Wednesday, August 25, 2010

Nina Paley: Talking About Art is Creepy

On Thursday afternoon, July 1st of this year, I visited Nina Paley in her apartment in the West Village in Manhattan to interview her about Sita Sings the Blues. We spent a little over an hour talking about the Agni Pariksha episode and looking at screen shots. When that discussion had died down Paley indicated that she had something more that she wanted to say. So I cranked up the digital recorder again and we chatted, this time about the tricky business of talking about art.

* * * * *

BB: What’s your thought?

NP: My thought is that it makes me uncomfortable to talk about art this way. And it reminds me of talking about religion. I think that’s one of the problems with religion is that there’s a spiritual experience that’s then mediated by words. And that people latch onto the words and the words don’t actually help them with the spiritual experience which kind of has a mind of its own.

And, talking about art, art is a media. So it’s an artist that has an experience, and then . . . When you witness art, you’re witnessing an artist’s experience that’s been mediate by the artist. And then when you describe, you’re now mediating that. So now someone’s reading descriptions of something and it becomes, with each iteration, further and further removed from what it’s actually about.

BB: Uh huh.

NP: That’s all. [Unintelligible] I’m just so aware of inability of words, of the inadequacy of words, to really describe any of this. Or not describe – I mean you can describe it, but you can’t convey it.

And I also wonder because of what I’ve seen in art schools, where people are really into describing this stuff. And its like they become worse and worse artists. So I have a kind of fear of analyzing it, because I don’t want to become attached to the words.

I don’t want my experience of what’s going on with me being mediated that way. Because I have a direct line. The less I talk about it, the more direct the line is.

BB: So, well, OK, I mean . . .

NP: Does that happen to you though? I mean you analyze the hell out of music, but you still connect with music.

BB: Yeah. I mean, for me, making the music is one thing. Analyzing it is a different world. They just don’t interfere. I mean when I’m playing music, I’m playing music. I’m certainly not thinking about it. And when I’m analyzing it, that’s just something entirely different. And the same with literature or anything else.

When I’m stepping through these films, frame by frame or whatever. I don’t for a second think that this is the same thing as sitting there and watching it. It’s a different thing; it’s a different activity.

This is an issue that’s sorta’ at the heart of trying to figure out what the hell literary criticism is supposed to be.

NP: Well at least literary criticism is words talking about other words. This is art criticism. This is visual art criticism, music criticism.

BB: But you know, in the end it’s really the same. You use words in literature very differently than you use them in talking about literature. But some critics talk as though what they’re trying to do is recover the experience by writing criticism.
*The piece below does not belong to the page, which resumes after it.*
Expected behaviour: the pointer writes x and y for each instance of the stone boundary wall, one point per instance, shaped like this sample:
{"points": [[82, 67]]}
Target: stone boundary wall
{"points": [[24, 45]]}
NP: That’s funny. Like of all the art criticism that I’ve read, I’ve gotten the most out of literary criticism. I’ve gotten a lot out of literary criticism. I’ve gotten very little, except may be a few laughs, out of visual art criticism. But I have gotten a lot out of literary criticism.

What would happen if you criticized a book by writing a song about it? Or like, maybe books should be reviewed as pictures, and maybe that would –

BB: But that means that only artists could review books.

NP: Well only literary critics can review books. So how is that any less fair? Right? Only art critics can review art.

BB: On the internet anyone can review whatever they damn well please.

NP: I actually think . . . I’m gonna’ defend what I said about, even though the words are being used differently, it’s still words commenting on words. And there’s actually pretty great pictures commenting on pictures. Even though the pictures are not the same, or using the same techniques, or saying the same thing. One is commenting on another one. But that can actually be . . . I certainly hear music commenting on music even though the notes aren’t being used they same way. The music is saying something about music. Actually I think there is something about the compatibility of . . .

Anyway, I want to eat food.

* * * * *

A couple of recent posts seem germane. It Shook Me, the Light is about a spiritual experience I had while playing music; it affected me deeply, but I can say how, or why, and I certainly cannot convey what transpired in those few moments. Q. Where’s Reality? A. Which One? is about living in multiple, but ultimately incommensurate, worlds, like art and art criticism. And you might as well look at Sex and Metaphysics and Language about Language.

Beyond that, I’ve written a bunch of posts about literary criticism over at The Valve. You can find an annotated list here. You could start with the oldest one, from 2005: From Frye to the Buffistas, with a glance at hermeneutics along the way.

Nina Paley is the creator of Mimi & Eunice and is unleashing them on the world under a copyleft license.